Иное дело было с Александром Блоком. Он был явно связан с левыми эсерами: поэма "Двенадцать" появилась в партийной газете "Знамя Труда", там же был напечатан и цикл его статей "Революция и интеллигенция", тотчас же вышедший отдельной брошюрой в партийном издательстве. В журнале левых эсеров "Наш Путь" снова появились "Двенадцать" и {43} "Скифы", вышедшие опять-таки в партийном издательстве отдельной книжкой с моей вступительной статьей. Ну как же не левый эсер? Поэтому допрос Александра Блока затянулся и в то время, как всех других вместе с ним арестованных мало-помалу после допросов отпускали по домам, его перевели на чердак. Меня он там уже не застал, я был уже отправлен в дальнейшее путешествие, но занял он как раз то место на досках, где я провел предыдущую ночь, и вошел в ту же мою "пятерку". Одновременно с ним попал на чердак и стал соседом Блока наш будущий "ученый секретарь" Вольфилы А. 3. Штейнберг.
Через год после смерти Блока он напечатал в вольфильском сборнике, посвященном памяти покойного поэта, свои очень живые воспоминания о том, как автор "Двенадцати" - "весь свободы торжество" - провел этот день 14 февраля на чердаке Чеки. (см Сборник памяти А. Блока на нашей странице - LDN). На следующий день Александр Блок был освобожден.
IV.
Вернувшись с допроса, я снова попытался вздремнуть на голых досках, но уже с семи часов утра весь чердак проснулся и пришел в движение. Теперь, при дневном свете, я мог рассмотреть своих товарищей по заключению, потолкаться среди них, поговорить с ними. Вот уж подлинно - какая смесь одежд и лиц, племен, наречий, состояний! Русские, немцы, финны, украинцы, армяне, эстонцы, евреи, грузины, латыши, даже несколько китайцев; рабочие, крестьяне, бывшие офицеры, студенты, солдаты, чиновники, даже несколько "действительных статских советников", беспартийные и партийные, а из последних - главным образом социалисты разных толков, до анархистов включительно; политические и уголовные, а среди последних группа "бандитов", так себя именовавших; рваные тулупы и пиджачные пары, рабочие куртки и потрепанные остатки бывших пиджаков, френчи и {44} толстовки - все промелькнули перед нами, все побывали тут...
Во всех группах, к каким я ни подходил, разговоры вращались вокруг одной и той же темы - возможной "интервенции" мифических "союзников" и неизбежной тогда эвакуации Петербурга большевиками:
всю ночь глухо докатывались до нас орудийные удары.
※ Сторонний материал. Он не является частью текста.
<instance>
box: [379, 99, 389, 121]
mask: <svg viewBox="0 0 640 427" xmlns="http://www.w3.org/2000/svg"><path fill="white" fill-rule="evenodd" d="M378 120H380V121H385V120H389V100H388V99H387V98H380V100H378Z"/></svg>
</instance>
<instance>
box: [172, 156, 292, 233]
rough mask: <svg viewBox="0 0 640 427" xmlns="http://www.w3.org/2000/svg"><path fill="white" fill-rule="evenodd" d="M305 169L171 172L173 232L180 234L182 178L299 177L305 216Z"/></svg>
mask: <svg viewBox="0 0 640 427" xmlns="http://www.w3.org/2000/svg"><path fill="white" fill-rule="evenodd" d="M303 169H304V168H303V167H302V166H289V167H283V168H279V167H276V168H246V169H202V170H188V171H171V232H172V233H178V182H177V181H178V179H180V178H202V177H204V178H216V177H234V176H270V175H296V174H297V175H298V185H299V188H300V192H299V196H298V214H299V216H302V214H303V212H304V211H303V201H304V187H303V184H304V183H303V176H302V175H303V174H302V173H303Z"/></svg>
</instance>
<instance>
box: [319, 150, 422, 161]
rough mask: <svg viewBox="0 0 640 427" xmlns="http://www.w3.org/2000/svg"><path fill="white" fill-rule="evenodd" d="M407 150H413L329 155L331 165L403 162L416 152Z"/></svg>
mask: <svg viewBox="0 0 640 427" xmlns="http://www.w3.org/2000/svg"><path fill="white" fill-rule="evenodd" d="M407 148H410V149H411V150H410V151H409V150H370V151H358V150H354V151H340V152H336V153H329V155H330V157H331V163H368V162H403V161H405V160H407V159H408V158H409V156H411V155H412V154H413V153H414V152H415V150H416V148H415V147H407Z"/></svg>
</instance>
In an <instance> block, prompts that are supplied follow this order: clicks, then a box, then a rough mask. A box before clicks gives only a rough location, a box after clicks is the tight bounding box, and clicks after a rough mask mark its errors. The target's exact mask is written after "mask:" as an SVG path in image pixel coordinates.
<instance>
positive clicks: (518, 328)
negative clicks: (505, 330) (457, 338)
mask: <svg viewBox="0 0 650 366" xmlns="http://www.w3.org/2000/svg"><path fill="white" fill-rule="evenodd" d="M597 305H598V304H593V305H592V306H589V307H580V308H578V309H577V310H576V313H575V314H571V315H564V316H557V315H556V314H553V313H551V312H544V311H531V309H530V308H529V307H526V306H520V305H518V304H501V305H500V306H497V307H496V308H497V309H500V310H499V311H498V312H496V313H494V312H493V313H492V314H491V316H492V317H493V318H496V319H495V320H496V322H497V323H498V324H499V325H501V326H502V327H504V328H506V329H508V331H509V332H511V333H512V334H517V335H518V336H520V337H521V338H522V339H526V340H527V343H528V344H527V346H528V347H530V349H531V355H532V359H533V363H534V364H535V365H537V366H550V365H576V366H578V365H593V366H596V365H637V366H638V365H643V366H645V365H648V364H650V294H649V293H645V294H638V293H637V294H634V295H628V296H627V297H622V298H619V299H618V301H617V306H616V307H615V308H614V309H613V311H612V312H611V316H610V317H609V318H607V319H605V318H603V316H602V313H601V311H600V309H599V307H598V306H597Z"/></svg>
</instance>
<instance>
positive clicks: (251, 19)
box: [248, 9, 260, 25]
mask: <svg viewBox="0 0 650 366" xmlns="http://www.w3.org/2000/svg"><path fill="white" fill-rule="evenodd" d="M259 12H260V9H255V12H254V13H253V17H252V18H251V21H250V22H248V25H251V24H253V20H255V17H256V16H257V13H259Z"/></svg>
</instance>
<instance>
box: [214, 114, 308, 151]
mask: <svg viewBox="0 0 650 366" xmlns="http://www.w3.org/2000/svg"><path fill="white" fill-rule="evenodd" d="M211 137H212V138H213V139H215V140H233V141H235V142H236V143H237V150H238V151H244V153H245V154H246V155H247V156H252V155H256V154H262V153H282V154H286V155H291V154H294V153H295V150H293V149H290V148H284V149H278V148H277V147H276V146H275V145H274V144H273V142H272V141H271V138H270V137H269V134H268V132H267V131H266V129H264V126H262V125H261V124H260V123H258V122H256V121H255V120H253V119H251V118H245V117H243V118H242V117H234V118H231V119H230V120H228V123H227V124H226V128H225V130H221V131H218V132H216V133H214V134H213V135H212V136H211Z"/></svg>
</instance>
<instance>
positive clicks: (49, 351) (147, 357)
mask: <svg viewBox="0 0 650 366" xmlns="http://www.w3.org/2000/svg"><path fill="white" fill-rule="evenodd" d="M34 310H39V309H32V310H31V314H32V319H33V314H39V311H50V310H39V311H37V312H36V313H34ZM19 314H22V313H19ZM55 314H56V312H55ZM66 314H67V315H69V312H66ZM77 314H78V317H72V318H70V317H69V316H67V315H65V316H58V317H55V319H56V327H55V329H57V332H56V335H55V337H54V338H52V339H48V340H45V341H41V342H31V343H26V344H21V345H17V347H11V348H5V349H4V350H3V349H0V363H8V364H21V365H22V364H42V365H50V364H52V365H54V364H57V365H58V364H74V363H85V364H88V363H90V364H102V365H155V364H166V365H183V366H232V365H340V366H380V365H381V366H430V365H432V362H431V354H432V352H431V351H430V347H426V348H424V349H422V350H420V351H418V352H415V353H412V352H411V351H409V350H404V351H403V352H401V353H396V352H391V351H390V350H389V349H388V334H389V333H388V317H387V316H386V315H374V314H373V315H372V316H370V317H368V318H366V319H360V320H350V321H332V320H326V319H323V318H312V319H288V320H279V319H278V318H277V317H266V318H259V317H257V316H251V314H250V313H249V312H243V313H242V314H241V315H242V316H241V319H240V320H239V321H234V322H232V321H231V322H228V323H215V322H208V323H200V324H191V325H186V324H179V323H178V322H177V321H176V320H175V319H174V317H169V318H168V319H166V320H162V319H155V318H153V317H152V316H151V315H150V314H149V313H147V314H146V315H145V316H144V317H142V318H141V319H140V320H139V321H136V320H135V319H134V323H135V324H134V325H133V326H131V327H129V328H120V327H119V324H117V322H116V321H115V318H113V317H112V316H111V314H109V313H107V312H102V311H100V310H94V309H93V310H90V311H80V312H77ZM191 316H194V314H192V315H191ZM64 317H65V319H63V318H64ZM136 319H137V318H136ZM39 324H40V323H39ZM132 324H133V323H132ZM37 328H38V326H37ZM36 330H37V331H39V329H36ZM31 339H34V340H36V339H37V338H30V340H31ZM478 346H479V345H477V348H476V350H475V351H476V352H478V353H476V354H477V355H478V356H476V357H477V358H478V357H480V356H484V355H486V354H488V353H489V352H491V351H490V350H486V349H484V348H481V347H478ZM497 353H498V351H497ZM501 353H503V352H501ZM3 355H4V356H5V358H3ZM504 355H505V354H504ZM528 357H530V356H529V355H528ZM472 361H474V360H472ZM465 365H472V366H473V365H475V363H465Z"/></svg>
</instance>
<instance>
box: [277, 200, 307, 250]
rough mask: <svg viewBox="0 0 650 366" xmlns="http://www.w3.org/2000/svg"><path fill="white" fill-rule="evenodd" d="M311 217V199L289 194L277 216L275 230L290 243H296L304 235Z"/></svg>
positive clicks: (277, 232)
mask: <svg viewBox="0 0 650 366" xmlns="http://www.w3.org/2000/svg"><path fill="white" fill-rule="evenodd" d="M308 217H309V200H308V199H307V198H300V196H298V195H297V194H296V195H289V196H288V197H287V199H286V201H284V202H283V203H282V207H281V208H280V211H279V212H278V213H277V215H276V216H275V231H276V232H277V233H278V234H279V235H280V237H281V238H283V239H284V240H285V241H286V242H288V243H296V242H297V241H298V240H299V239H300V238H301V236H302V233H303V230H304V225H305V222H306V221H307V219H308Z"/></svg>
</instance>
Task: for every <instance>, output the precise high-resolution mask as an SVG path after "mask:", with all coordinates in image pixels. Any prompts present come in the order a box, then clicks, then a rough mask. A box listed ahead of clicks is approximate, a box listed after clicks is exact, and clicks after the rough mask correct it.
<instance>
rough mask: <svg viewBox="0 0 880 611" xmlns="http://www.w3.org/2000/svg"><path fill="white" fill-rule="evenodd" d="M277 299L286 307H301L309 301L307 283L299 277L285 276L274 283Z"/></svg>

Придется большевикам уходить из Питера - что тогда они с нами сделают? Выпустят на волю? Перестреляют без разбора? Отберут овец от козлищ? Надо сказать, что громадное большинство отвечало на эти сомнения бесповоротно: всех перестреляют!
Рано утром внесли громадные чайники с горячей жидкостью, именовавшейся чаем; выдали по восьмушке хлеба на человека.
В нашей пятерке еврей-спекулянт щедро подсластил чай сахарином, в изобилии имевшимся в его карманах, - и это было большой гастрономической роскошью. Солдат-эстонец, в один прием проглотив свою восьмушку хлеба, меланхолически заметил: "И это на весь день". Но горячая жидкость все же немного меня подкрепила и разогнала сонное настроение. Однако, настроение у большинства было подавленное. Какая разница с моей первой, студенческой тюрьмой двадцать лет тому назад! Ни смеха, ни шуток, даже громких разговоров я не слышал. Беседовали, разбившись на группы, и чаще всего вполголоса. Можно было подумать, что здесь собрано не две сотни, а десятка два человек, настолько тихо было в помещении, - раздавалось только беспрерывное жужжание голосов. Даже "бандиты" - и те, поддаваясь общему настроению, присмирели. Даже анархисты не выходили из общих рамок тревожного ожидания. Все смотрели на себя, как на заложников, кандидатов на расстрел, столь частой меры "социальной защиты" в эту эпоху военного коммунизма и чекистского террора. Пониженное настроение объяснялось, быть может, также и острым чувством {45} голода у тех, кто просидел на этом чердаке уже несколько дней.